A eleição de Collor foi beneficiada pela “cristianização” da candidatura de Ulysses Guimarães. Não se pode dizer exatamente o mesmo do ex-ministro da Fazenda Henrique Meirelles, que era um estranho no ninho peemedebista. Mas a adesão de forças políticas por gravidade no segundo turno foi igualzinha. Outra semelhança é a ausência de uma base parlamentar articulada em termos de coalizão partidária. Na política externa, Collor foi multilateralista, enquanto Bolsonaro é “trumpista”; na política econômica, o ex-presidente transformou seu projeto liberal num estelionato eleitoral, por causa do confisco da poupança, enquanto Bolsonaro promete fazer ajuste fiscal de arrombar, para viabilizar seu programa ultraliberal.

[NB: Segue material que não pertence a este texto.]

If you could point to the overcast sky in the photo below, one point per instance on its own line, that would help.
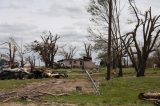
(27, 19)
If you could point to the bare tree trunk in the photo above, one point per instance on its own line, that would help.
(109, 41)
(120, 73)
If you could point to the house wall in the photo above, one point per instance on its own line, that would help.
(77, 64)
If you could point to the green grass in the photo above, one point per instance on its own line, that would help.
(8, 84)
(119, 91)
(116, 92)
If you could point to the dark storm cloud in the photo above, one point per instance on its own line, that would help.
(13, 28)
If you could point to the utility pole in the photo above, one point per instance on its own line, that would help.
(109, 41)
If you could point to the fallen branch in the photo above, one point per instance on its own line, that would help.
(47, 93)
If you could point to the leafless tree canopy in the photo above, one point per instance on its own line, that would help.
(47, 48)
(150, 31)
(68, 53)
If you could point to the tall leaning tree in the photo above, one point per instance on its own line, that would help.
(145, 42)
(47, 48)
(106, 16)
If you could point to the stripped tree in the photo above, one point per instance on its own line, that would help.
(140, 49)
(47, 48)
(106, 35)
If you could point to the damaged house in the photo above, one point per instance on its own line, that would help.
(77, 63)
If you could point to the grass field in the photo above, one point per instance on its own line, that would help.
(116, 92)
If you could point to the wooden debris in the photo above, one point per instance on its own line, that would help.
(149, 96)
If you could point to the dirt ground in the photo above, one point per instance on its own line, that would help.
(48, 87)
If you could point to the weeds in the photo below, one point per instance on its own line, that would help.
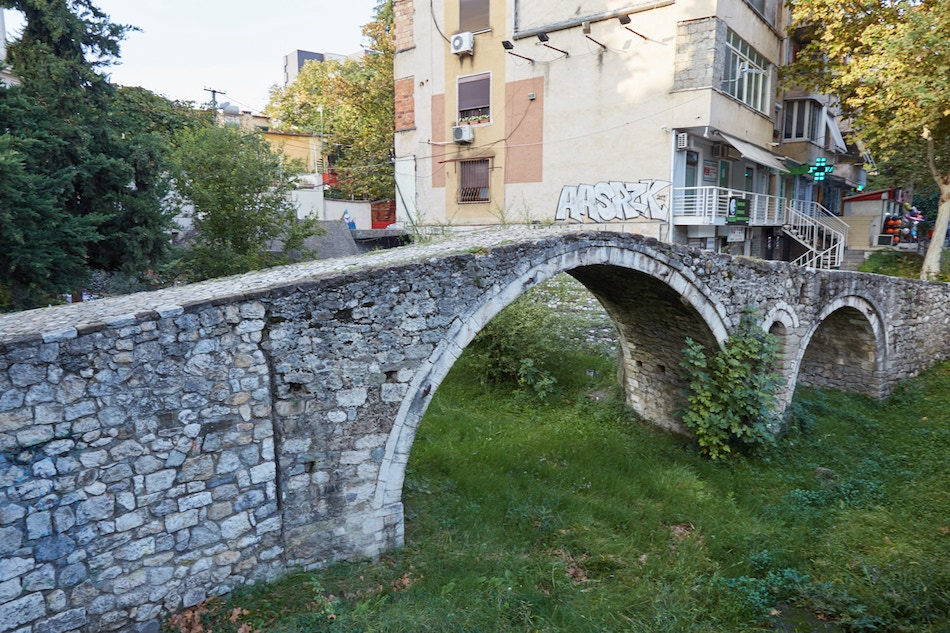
(572, 515)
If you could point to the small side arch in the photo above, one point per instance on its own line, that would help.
(783, 323)
(678, 278)
(845, 348)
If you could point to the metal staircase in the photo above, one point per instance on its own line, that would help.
(822, 233)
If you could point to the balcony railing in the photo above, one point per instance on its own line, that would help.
(710, 205)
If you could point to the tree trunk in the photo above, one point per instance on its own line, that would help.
(931, 266)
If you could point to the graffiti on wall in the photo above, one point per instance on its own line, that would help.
(613, 201)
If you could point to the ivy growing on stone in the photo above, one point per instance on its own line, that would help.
(732, 402)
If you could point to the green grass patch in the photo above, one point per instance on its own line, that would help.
(907, 264)
(569, 514)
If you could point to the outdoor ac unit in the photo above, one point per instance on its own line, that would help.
(463, 134)
(682, 140)
(463, 43)
(721, 150)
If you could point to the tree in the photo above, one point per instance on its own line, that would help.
(351, 104)
(240, 189)
(888, 63)
(82, 180)
(732, 403)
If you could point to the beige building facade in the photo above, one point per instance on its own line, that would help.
(661, 117)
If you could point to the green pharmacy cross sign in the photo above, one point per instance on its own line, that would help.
(820, 169)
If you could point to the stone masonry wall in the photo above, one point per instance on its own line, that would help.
(165, 447)
(137, 471)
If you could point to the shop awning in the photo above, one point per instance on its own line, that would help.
(756, 153)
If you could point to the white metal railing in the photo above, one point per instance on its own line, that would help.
(710, 205)
(821, 232)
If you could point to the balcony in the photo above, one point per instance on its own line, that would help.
(710, 206)
(822, 234)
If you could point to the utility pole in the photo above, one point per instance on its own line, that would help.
(214, 97)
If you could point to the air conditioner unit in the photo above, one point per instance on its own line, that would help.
(463, 43)
(721, 150)
(463, 134)
(682, 140)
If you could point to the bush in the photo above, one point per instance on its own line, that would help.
(732, 403)
(515, 347)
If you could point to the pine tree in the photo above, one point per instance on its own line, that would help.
(82, 177)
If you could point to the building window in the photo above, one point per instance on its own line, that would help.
(746, 74)
(473, 180)
(475, 98)
(802, 120)
(473, 15)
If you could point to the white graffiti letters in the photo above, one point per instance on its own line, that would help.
(613, 201)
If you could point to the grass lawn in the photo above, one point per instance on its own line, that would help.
(570, 514)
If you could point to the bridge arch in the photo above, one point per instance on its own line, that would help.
(846, 347)
(662, 275)
(783, 323)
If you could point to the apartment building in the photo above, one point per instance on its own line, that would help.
(660, 117)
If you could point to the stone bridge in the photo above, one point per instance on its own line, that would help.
(160, 448)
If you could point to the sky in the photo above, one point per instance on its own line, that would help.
(232, 46)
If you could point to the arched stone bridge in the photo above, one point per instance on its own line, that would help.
(163, 447)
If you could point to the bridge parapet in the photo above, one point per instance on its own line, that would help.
(160, 448)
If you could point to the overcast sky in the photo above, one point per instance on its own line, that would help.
(234, 46)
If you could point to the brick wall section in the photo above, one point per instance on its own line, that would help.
(403, 14)
(405, 104)
(164, 447)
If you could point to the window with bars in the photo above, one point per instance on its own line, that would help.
(473, 180)
(803, 119)
(473, 15)
(474, 98)
(746, 73)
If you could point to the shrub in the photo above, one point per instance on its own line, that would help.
(516, 348)
(732, 403)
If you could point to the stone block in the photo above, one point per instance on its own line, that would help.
(23, 611)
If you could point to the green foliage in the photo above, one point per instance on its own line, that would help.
(350, 103)
(515, 348)
(905, 264)
(83, 169)
(575, 517)
(240, 191)
(732, 403)
(888, 66)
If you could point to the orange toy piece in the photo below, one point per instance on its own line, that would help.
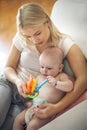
(30, 85)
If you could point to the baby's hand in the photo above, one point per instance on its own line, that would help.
(52, 80)
(21, 87)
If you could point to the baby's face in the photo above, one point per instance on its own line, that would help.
(48, 67)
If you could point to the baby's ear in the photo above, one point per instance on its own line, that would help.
(61, 66)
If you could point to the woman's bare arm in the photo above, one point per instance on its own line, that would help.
(11, 65)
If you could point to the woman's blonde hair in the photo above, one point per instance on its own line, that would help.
(32, 15)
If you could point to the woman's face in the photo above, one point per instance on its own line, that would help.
(39, 36)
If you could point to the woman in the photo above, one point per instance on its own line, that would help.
(35, 33)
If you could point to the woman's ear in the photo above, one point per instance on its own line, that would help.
(61, 66)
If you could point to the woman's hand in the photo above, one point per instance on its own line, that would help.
(21, 87)
(45, 111)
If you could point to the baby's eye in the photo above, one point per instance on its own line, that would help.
(37, 34)
(49, 68)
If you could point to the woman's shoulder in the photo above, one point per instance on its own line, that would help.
(65, 43)
(18, 42)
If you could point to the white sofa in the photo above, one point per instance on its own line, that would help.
(70, 17)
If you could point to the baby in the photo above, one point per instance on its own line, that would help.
(58, 84)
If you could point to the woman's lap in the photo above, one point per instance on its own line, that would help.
(5, 99)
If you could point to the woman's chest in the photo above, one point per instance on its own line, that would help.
(29, 59)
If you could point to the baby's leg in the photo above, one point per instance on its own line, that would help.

O senso comum aponta para um governo conservador na política e nos costumes, assumidamente de direita do ponto de vista ideológico. Essa é a cara do governo nas redes sociais, escolhidas como terreno mais favorável para o embate com as forças derrotadas na eleição. O novo modelo de comunicação do governo reproduz a estratégia vitoriosa da campanha eleitoral, mas será que vai funcionar? Bolsonaro (PSL) anunciou, por exemplo, que realizará uma live semanal no Facebook para comunicar as ações de governo, repercutindo-a no Twitter. Esse é o padrão do presidente norte-americano Donald Trump. Há um certo desconhecimento de que a comunicação do governo é institucional e dela depende a interação com a sociedade no dia a dia.

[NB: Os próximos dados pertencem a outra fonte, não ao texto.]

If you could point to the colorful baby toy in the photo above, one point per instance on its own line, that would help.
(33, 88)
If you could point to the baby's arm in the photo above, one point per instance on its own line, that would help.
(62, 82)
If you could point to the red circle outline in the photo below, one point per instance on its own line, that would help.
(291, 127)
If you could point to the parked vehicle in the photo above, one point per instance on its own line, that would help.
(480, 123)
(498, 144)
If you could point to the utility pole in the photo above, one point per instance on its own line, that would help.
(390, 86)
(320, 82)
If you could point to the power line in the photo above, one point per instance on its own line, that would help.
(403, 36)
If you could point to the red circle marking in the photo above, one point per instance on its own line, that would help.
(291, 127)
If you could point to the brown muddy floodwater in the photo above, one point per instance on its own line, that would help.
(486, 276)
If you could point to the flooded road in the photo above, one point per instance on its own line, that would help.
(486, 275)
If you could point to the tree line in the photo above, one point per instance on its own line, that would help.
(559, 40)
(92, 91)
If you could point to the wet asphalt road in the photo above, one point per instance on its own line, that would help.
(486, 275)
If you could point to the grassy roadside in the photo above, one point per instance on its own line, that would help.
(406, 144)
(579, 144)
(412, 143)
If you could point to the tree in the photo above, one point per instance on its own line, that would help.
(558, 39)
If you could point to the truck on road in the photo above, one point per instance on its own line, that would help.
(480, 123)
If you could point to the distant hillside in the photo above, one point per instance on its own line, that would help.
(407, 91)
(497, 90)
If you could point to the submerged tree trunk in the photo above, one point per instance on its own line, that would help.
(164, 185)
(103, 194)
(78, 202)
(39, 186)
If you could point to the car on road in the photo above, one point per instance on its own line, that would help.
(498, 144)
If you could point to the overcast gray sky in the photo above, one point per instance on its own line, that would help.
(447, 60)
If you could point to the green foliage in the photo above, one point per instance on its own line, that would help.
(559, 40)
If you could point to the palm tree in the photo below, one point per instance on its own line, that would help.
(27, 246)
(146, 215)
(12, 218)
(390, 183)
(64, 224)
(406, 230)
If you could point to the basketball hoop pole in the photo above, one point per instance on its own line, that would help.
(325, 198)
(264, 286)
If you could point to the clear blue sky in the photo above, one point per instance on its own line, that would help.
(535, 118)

Segundo Bolsonaro, “o poder popular não precisa mais de intermediação” e graças a isso manterá uma comunicação direta com os eleitores. Embute a ideia de uma democracia plebiscitária, que não respeita a oposição nem as minorias; com sinal trocado, é o mesmo equívoco de setores de esquerda que defendem a democracia direta, ou seja, a substituição da democracia representativa, a subalternização dos demais poderes constituídos da República, principalmente o Congresso e o Supremo Tribunal Federal (STF). Segundo o analista político Murilo Aragão, esse modelo pode funcionar muito bem enquanto o governo goza de grande popularidade, mas tende a gerar tensões com os grandes meios de comunicação e o sistema político tradicional.

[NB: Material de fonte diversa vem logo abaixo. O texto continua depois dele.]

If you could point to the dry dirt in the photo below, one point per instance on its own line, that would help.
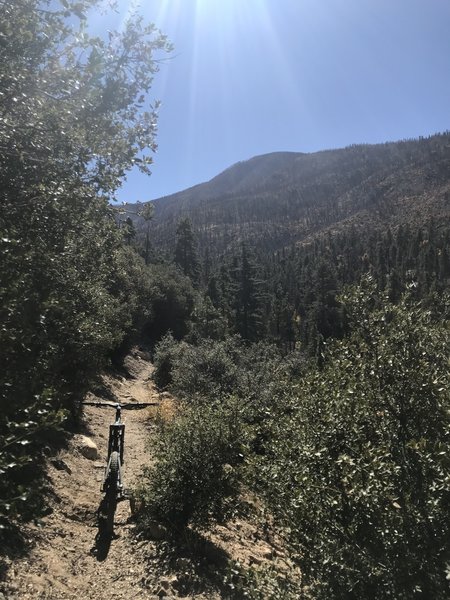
(68, 559)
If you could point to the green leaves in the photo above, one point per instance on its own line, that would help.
(360, 480)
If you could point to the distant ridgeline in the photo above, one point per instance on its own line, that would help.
(314, 222)
(282, 199)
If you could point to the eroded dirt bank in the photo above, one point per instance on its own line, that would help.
(69, 560)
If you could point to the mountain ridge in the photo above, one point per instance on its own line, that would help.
(282, 198)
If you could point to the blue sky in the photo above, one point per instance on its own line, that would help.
(249, 77)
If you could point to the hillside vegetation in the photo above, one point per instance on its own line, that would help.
(297, 305)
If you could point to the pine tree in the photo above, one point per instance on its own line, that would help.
(249, 298)
(186, 254)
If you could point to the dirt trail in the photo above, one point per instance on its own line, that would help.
(67, 560)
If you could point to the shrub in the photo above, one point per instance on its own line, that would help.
(362, 480)
(196, 477)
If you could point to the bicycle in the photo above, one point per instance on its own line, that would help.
(112, 485)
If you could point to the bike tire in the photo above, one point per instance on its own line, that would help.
(113, 474)
(111, 492)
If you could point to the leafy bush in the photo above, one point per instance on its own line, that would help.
(362, 481)
(195, 479)
(172, 298)
(166, 353)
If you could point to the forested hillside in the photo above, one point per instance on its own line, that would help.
(314, 368)
(296, 305)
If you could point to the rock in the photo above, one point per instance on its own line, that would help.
(267, 552)
(156, 531)
(61, 466)
(87, 447)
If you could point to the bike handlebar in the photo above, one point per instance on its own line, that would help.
(116, 405)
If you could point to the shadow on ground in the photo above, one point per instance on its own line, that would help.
(200, 566)
(105, 528)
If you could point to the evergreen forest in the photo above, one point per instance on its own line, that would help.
(296, 305)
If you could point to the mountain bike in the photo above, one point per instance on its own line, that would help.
(112, 485)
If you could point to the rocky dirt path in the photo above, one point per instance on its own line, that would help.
(68, 560)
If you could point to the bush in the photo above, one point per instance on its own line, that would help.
(363, 479)
(196, 477)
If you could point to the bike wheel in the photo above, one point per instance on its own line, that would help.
(111, 491)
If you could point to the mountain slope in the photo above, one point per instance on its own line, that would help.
(280, 199)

“A exploração das redes, assim como certas ações de Bolsonaro, como conceder uma de suas primeiras coletivas de imprensa, após ter vencido a eleição presidencial, em cima de uma prancha de surfe, ou aparecer na semana passada vestindo camisa Nike, ou realizar flexões e praticar tiro em visita à sede do Bope, ajudam a manter a imagem de “mito” e de político “antissistema”, avalia Aragão. Na rotina da administração pública, porém, a vontade política do governante não basta, é preciso ter legitimidade nas ações. Ou seja, é absolutamente necessária uma justa relação entre a chamada ética das convicções, que move os políticos, e a ética da responsabilidade, que pauta a alta burocracia, tensão clássica da democracia. Nesse aspecto, há contradições instaladas no governo que podem ser determinantes para sua imagem futura
Talvez o epicentro dessa contradição já esteja instalado no Itamaraty, onde o novo chanceler Ernesto Araújo surpreende os colegas a cada dia. Toda uma geração de embaixadores está aterrorizada com a possibilidade de deixar os postos e amargar um fim de carreira no ostracismo. Mas essa tensão também ocorre no superministério criado para o ex-juiz federal Sérgio Moro, escalado para combater a corrupção na administração pública e enfrentar o problema do crime organizado. A primeira tarefa do novo ministro da Justiça tem maior caminho andado, por causa da Operação Lava-Jato; a segunda é o grande problema, como está patente no caso do Rio de Janeiro, onde o novo governador Wilson Witzel cedeu às corporações e deu status de secretários ao Chefe da Polícia Civil e ao Comandante da Polícia Militar, jogando por terra o trabalho feito pelos generais interventores para reorganizar o sistema de segurança fluminense.
O maior desafio do governo Bolsonaro, porém, é a gestão da economia. O Orçamento da União de 2019, estimado em R$ 3,381 trilhões, com previsão de crescimento de 2,5% do PIB e com inflação da ordem de 4,25%, engessa o novo governo. O salário-mínimo será reajustado em 5,45%, chegando a R$ 1.006 em 1º de janeiro. Já a taxa básica de juros (Selic) deve fechar 2019 em 8% ao ano e o dólar, em R$ 3,66, de acordo com a estimativa. A previsão de deficit para as contas públicas foi mantida em R$ 139 bilhões, mesmo patamar de 2018, incluído o reajuste de 209 mil servidores civis ativos e 163 mil inativos em 2019. O ministro da Economia, Paulo Guedes, para mexer nisso aí, tem que aprovar a reforma da Previdência a toque de caixa. É aí que entram a política e a necessidade de cortar na própria carne para dar bom exemplo.